Пошла к чеченцу Исе за подушкой и матрасом. Иса нас выручает. Улеглись спать. Девки – я, Машка, Юлька и Патимка – на пружинных кроватях, Ванька – на полу на матрасе. Слышу, Ванька потихоньку встает, пробирается к двери…
– Ванька, ты куда? – спрашивает Машка.
– Обоссусь, еле ночи дождался, – шепчет ей брат, – я быстро.
Как назло, идя по коридору, нарвался на Фирузку. Та выгнала его на улицу в трусах и футболке. В марте! Как Машка на Фирузку орала! Но Фирузке все равно! Он в общаге не живет? Не живет. Ночью посещения запрещены? Запрещены. Все правильно! Машка из окна стала Ваньку звать, куртку ему кинуть хотела. Но тут Иса из комнаты вышел с простынями. Кричи ему, говорит, чтобы к магазину шел. На первом этаже общежития располагается магазин для студентов, с совсем не студенческими ценами. У магазина над входом есть козырек, рядом с магазином есть труба.

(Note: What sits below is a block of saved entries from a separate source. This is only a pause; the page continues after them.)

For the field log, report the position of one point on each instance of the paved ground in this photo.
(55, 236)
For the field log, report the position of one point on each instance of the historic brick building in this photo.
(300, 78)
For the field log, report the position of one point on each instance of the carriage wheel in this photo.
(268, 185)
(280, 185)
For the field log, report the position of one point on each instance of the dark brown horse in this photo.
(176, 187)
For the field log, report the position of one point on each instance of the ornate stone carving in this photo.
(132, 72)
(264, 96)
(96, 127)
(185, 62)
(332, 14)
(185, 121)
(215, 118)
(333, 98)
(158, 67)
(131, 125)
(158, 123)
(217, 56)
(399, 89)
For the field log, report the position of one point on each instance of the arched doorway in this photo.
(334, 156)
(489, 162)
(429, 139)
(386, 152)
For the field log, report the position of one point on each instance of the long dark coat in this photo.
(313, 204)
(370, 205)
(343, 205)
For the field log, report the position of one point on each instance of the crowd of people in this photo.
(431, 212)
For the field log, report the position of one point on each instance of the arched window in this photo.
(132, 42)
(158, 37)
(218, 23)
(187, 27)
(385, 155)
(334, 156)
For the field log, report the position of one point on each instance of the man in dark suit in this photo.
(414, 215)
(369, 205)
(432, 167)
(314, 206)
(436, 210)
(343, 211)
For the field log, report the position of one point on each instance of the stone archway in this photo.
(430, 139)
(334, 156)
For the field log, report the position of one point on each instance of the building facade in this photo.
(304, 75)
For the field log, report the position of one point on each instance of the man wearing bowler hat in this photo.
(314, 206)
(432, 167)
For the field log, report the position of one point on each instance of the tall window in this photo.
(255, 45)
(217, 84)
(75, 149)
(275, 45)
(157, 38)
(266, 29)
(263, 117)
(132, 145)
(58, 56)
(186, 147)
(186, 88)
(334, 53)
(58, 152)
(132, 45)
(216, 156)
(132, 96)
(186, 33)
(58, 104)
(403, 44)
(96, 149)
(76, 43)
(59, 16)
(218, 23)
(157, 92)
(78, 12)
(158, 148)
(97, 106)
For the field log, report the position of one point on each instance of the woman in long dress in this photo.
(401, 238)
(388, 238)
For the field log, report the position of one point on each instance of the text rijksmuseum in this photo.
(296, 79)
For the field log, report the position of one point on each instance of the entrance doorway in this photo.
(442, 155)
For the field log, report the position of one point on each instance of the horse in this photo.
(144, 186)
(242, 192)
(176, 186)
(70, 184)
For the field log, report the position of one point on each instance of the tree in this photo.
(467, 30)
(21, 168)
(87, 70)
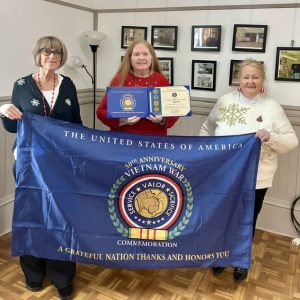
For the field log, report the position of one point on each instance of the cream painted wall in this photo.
(23, 22)
(279, 34)
(104, 4)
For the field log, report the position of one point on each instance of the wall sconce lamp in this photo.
(94, 38)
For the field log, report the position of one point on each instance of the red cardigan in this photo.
(144, 126)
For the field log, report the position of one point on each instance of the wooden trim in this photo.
(176, 8)
(84, 8)
(204, 7)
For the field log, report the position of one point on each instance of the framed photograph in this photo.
(204, 75)
(234, 72)
(251, 38)
(164, 37)
(167, 67)
(132, 33)
(206, 38)
(287, 66)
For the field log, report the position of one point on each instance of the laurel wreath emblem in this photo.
(172, 233)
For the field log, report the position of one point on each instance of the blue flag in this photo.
(131, 201)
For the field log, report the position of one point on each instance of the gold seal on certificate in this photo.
(170, 101)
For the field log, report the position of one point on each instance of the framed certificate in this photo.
(125, 102)
(170, 101)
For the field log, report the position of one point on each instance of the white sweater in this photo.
(235, 114)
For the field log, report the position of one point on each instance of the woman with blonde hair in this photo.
(245, 110)
(52, 95)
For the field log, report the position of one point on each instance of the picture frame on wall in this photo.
(164, 37)
(204, 75)
(250, 38)
(287, 67)
(166, 65)
(132, 33)
(234, 71)
(206, 37)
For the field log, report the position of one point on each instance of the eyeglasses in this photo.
(48, 52)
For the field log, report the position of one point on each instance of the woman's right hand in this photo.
(10, 111)
(129, 121)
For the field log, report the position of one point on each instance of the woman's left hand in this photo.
(156, 119)
(263, 135)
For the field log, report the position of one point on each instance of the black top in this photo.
(28, 98)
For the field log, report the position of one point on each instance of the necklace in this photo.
(141, 81)
(43, 98)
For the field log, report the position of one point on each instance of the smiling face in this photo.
(141, 60)
(251, 81)
(50, 62)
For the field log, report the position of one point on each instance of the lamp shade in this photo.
(75, 61)
(94, 37)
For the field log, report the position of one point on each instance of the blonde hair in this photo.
(255, 63)
(126, 67)
(50, 42)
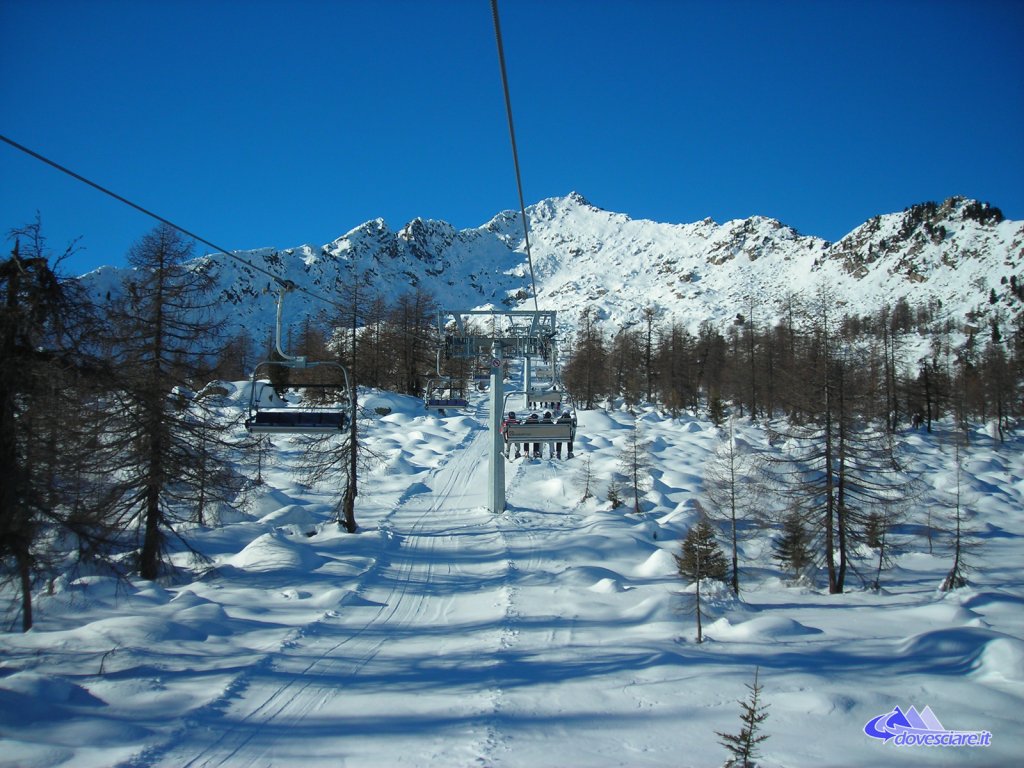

В умывалке Иса вскакивает на подоконник, открывает оконную раму, зовет Ваньку. Мы столпились у Исы за спиной. Пришли Тагир и Амирхан – для подстраховки. Со страхом мы смотрим на Ису – он стоит в тапках, надетых на голые ноги на обледенелом подоконнике. Умывальная комната всегда промерзшая, в ней не закрывается окно. Ветер гуляет в кудрявых волосах Исы, хлопает оконным стеклом. Под окном труба отопления поднимается из земли и заходит в здание между первым и вторым этажами. А у нас-то этаж третий! На второй и первый спустится нельзя – закрыто, ночь!
– Эй, Ванька, слышь, лезь по трубе вверх! – шепчет в темноту Иса. Ванька от холода прыгает, зубы стучат. Ванька выглядит экзотично. Снизу кроссовки, сверху – футболка и белые семейный трусы.
– Давай, брат, я тебе сверху простыни спущу!
Ванька хватается за трубу, подтягивает, лезет. Мы заглядываем сверху – я вижу только Ванькины ребра, локти и колени. И перевернутое красное Ванькино лицо. Руки и ноги у Ваньки видятся зелеными в свете луны, как плесень. Девчонки ахают. Я зажмуриваюсь – я боюсь высоты. Несмотря на холод, ладони мои потеют. Медленно дышу, считаю до десяти. Открываю глаза. Ванька сидит на отводе трубы, который заходит в здание. Руками вцепился в мягкую изоляцию. Иса связывает две простыни и спускает вниз. Ваньке нужно встать на трубе в полный рост. Ванька встает, покачивается. Машка кричит ему: «Вниз не смотри!» Иса цыкает на Машку. Машка замолкает. Ванька ловит конец простыни, накручивает на запястья.
– Ногами по стене иди, давай! – дает указания Иса. У меня кружится голова. Ванька, держась руками за простыню, упирается ногами в кирпичи стены. Останавливается, как бы привыкает к положению, а потом движется вертикально. Иса медленно тянет простыню вверх.
– Иса, ты простыни хорошо связал? – беспокоится Машка. Иса цыкает на Машку. Машка замолкает. Мой живот прилипает к спине, в нем наливается пульсирующий горячий комок. Иса упирается ногами в оконную раму, отклоняет корпус назад. Висит из окна над полом половина Исы. В окне появляются Ванькины руки – одна, потом другая. Пальцы у него побелели. Затем правый локоть. Ванька подтягивает себя локтем, вваливается в окно умывалки. Ложится грудью на подоконник, висит на окне третьего этажа. Голова и плечи в здании, спина и ноги – снаружи. Одновременным движением – Иса спрыгивает с подоконника, Ванька отпускает простыню, Тагир и Амирхан хватают Ваньку за плечи – Ваньку втягивают в умывальную комнату.